Die öffentliche Ausschreibung für die Leistung eines Totalunternehmens für den Bau der CO2-Abscheidungsanlage bei der Klärschlammverwertungsanlage wird abgebrochen und das weitere Vorgehen geprüft.

Stadträtin Simone Brander und Jürg Solèr, designierter neuer Direktor ERZ, informieren die Medien, Februar 2024. (Fotos: das)

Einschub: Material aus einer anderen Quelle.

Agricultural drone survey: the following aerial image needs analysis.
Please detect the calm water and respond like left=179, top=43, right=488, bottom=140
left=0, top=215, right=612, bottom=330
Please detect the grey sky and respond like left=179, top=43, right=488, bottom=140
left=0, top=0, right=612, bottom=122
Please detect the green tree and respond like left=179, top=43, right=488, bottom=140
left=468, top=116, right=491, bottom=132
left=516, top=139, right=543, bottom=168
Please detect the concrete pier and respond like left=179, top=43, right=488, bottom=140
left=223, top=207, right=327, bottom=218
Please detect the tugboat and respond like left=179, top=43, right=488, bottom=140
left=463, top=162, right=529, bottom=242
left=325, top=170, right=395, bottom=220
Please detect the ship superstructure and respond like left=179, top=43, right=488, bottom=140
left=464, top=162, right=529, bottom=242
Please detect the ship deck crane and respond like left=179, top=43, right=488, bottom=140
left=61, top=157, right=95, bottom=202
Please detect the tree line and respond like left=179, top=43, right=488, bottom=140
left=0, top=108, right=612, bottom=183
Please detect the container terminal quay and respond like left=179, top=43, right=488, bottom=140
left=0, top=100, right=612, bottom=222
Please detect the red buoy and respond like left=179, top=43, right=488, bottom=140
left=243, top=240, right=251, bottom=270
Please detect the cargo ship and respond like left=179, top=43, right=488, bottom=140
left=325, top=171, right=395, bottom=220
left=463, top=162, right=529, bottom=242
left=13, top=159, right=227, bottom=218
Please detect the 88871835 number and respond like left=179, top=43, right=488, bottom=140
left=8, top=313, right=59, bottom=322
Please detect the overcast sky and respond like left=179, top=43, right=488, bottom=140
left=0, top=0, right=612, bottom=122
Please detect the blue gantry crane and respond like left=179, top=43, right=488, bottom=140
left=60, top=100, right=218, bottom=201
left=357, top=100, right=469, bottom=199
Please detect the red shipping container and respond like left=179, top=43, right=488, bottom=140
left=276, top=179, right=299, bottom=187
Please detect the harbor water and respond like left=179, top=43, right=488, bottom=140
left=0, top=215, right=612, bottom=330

Am 22. September 2024 bewilligten die Stimmberechtigten neue einmalige Ausgaben von 35,474 Millionen Franken und neue wiederkehrende Ausgaben von 14,212 Millionen Franken für die Abscheidung von CO₂ aus dem Rauchgas der Klärschlammverwertungsanlage auf dem Areal Werdhölzli.

Für die Realisierung der Anlage beabsichtigt Entsorgung + Recycling Zürich (ERZ) ein Totalunternehmen zu beauftragen. Im Oktober 2025 startete ERZ die öffentliche Ausschreibung dieses Auftrags.

Abbruch des Verfahrens

Wie die Stadt nun mitteilt, konnte aufgrund der Komplexität des Vorhabens und des grossen Klärungsbedarfs zu technischen Spezifikationen der Auftrag nicht vergeben werden.

Der Stadtrat hat demnach beschlossen, das Vergabeverfahren abzubrechen. Das weitere Vorgehen wird geprüft. Die Auswirkungen auf den Zeitplan des Projekts lassen sich zurzeit noch nicht abschätzen.